Here’s another map I’ve drawn for book two, Children of Man (coming in April and available for pre-order here!) This is a map of the Kingdom of Sahara and surrounding regions. While the story of Children of Man takes place entirely on Enceladus (see previous post), there are numerous references to events in Africa.

In the future world of the Age of Androids books, power is dictated by geography. Technology has advanced to the point where space elevators are practical, and they have automatically become the only economical way of reaching orbit. Since they can only be built on the equator, countries near the equator have an enormous economic and geopolitical advantage. On the map you can see that Sahara has an elevator at Libreville on the Gulf of Guinea, while Congo has one further inland at Boyoma. The Nile Federation, on the other hand, has no access to the equator. It’s the astronautical equivalent of landlocked.

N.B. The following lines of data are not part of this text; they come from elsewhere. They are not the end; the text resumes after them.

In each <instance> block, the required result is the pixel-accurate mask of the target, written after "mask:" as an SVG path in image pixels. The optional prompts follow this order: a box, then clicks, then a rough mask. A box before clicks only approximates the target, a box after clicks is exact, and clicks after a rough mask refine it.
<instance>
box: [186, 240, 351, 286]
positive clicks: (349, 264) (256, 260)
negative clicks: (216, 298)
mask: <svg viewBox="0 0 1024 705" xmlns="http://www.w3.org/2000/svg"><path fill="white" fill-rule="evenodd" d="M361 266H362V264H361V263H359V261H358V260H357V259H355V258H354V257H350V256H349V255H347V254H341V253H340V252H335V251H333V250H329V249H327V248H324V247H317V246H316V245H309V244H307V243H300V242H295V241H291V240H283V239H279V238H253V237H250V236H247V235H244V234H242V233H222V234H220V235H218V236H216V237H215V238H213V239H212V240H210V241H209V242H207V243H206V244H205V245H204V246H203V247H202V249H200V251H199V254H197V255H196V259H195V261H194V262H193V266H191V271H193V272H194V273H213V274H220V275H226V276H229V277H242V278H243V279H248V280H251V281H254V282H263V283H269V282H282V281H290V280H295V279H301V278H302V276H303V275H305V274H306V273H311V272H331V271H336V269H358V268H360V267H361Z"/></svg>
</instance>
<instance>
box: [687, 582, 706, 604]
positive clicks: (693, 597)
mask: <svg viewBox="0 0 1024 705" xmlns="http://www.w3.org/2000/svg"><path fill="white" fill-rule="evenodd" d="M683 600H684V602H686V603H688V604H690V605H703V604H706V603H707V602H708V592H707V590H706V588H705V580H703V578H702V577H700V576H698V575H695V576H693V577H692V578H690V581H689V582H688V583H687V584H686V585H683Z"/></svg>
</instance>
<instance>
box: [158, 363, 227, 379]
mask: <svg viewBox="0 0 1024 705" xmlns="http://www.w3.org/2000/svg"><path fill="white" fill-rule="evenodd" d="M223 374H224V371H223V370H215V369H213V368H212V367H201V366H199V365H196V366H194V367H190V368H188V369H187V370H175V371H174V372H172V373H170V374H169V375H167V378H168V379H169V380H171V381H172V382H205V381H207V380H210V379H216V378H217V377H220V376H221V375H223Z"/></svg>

The second geographical factor in global power is electricity generation. The world ran out of both fossil fuels and uranium centuries ago, so the main sources of electricity are solar and wind. Wind farms are most effective in high lattitudes, and while this is great for the Church Lands and the Kingdom of the Atlantic Isles, high-latitude countries have no cheap access to space and thus can never become great powers. Neither can most locations on the equator become great powers. Congo, for example, while sitting smack on top of the equator and having its own elevator, is a land of gentle breezes and continual rainstorms, not good for wind or solar generation. Instead, the great powers have arisen in the deserts on either side of the equator. The vast solar farms of the Sahara, Kalahari, Great Sandy, and Nazca deserts provided the base for powerful kingdoms to expand into the equatorial regions. A few small equatorial states like Somalia, Madagascar, and Sri Lanka did manage to build off-world empires, but their power has waned in the face of relentless expansion by the kingdoms of Australia, Sahara, and South America.